For the first time in his life, Joffrey Mwanga is making bricks and is getting paid in food. "There are no alternatives; it's either food-for-work or hunger," he explains.
In a normal year, Mwanga harvests enough maize and groundnuts for his family plus some to sell. But in 1992, when the maize was knee-high and looking promising, drought hit southern Zambia. The farmer has eight children to feed, the oldest of whom is aged ten years, and his four-hectare farm yielded nothing because of the drought.

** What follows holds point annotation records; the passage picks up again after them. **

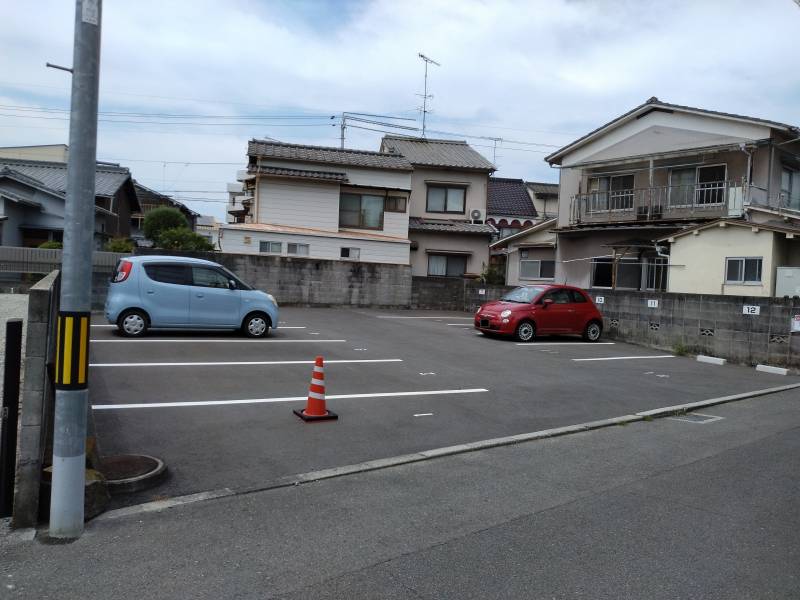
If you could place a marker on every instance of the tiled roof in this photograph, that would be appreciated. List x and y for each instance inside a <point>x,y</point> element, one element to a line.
<point>108,179</point>
<point>298,173</point>
<point>327,155</point>
<point>543,190</point>
<point>654,104</point>
<point>426,152</point>
<point>449,226</point>
<point>509,198</point>
<point>152,198</point>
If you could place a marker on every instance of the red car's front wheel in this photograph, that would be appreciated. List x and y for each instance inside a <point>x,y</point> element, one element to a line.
<point>525,331</point>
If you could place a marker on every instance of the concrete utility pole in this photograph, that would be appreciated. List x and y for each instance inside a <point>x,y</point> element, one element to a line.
<point>72,346</point>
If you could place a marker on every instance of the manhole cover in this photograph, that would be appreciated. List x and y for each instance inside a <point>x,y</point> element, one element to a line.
<point>696,418</point>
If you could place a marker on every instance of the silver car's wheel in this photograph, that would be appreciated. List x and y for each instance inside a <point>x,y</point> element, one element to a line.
<point>256,326</point>
<point>133,324</point>
<point>525,331</point>
<point>593,331</point>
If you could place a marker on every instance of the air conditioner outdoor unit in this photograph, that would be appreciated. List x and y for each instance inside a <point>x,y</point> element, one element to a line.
<point>477,215</point>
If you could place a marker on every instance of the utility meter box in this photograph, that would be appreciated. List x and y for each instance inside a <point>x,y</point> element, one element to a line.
<point>787,281</point>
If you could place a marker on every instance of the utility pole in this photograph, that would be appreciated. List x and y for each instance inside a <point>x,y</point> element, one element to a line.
<point>425,95</point>
<point>72,346</point>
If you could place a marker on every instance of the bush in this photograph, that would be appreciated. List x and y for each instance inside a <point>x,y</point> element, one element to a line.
<point>183,238</point>
<point>163,219</point>
<point>119,245</point>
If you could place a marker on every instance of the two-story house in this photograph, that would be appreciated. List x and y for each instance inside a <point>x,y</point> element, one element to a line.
<point>447,214</point>
<point>633,184</point>
<point>320,202</point>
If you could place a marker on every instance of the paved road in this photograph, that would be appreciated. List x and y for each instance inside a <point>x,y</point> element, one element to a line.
<point>528,388</point>
<point>659,510</point>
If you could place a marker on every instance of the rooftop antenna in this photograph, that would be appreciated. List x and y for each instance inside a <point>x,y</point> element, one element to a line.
<point>425,95</point>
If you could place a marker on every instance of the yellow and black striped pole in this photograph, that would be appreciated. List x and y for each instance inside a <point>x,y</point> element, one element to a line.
<point>72,351</point>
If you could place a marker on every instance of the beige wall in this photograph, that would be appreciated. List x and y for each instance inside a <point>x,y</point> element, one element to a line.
<point>476,183</point>
<point>697,262</point>
<point>477,245</point>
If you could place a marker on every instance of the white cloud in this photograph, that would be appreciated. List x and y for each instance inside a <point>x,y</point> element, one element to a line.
<point>542,71</point>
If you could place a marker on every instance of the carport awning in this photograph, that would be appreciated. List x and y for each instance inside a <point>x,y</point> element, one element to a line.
<point>454,252</point>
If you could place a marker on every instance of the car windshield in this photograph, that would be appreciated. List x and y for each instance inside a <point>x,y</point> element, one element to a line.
<point>239,283</point>
<point>523,295</point>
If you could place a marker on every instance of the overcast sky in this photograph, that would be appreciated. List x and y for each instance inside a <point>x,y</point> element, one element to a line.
<point>538,72</point>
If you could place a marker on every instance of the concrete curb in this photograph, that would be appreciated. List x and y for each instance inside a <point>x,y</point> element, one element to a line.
<point>711,360</point>
<point>425,455</point>
<point>773,370</point>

For days and days, Mwanga watched the cloudless sky in anguish; then he watched the maize wither and die. The family ate all its reserves, and then they ate the seeds. Of their four cows, three died of tick-borne corridor disease, and the remaining cow was sold when the grazing finished. Wild roots, fruits and leaves appeared in the only meal of the day. Both adults and children began to lose weight.
The Mwanga family survived, though, thanks to a food-for-work scheme implemented by the nearby mission at Macha, to enlarge the hospital. The food was provided by the UN World Food Programme (WFP). In previous years, the mission had trouble recruiting the 30 or so workers needed for the scheme, and those who volunteered were mostly women. But in 1992, more than 100 people, men and women alike, showed up every day asking to join.
At the height of the drought, in August 1992, 3,000 people were working for food near Macha Mission. Some walked 30 kilometres to get to the work site. Many were so hungry that they would pick up precious grains left on the ground after the trucks unloaded the relief food.
Among them was Joffrey Mwanga, who worked for five hours a day making bricks out of the rich red clay.
WFP-assisted food-for-work schemes were organised by non-governmental organisations (NGOs) all over drought-stricken Zambia. Each worker with five dependants received 75 kilogrammes per month, or one and a half bags...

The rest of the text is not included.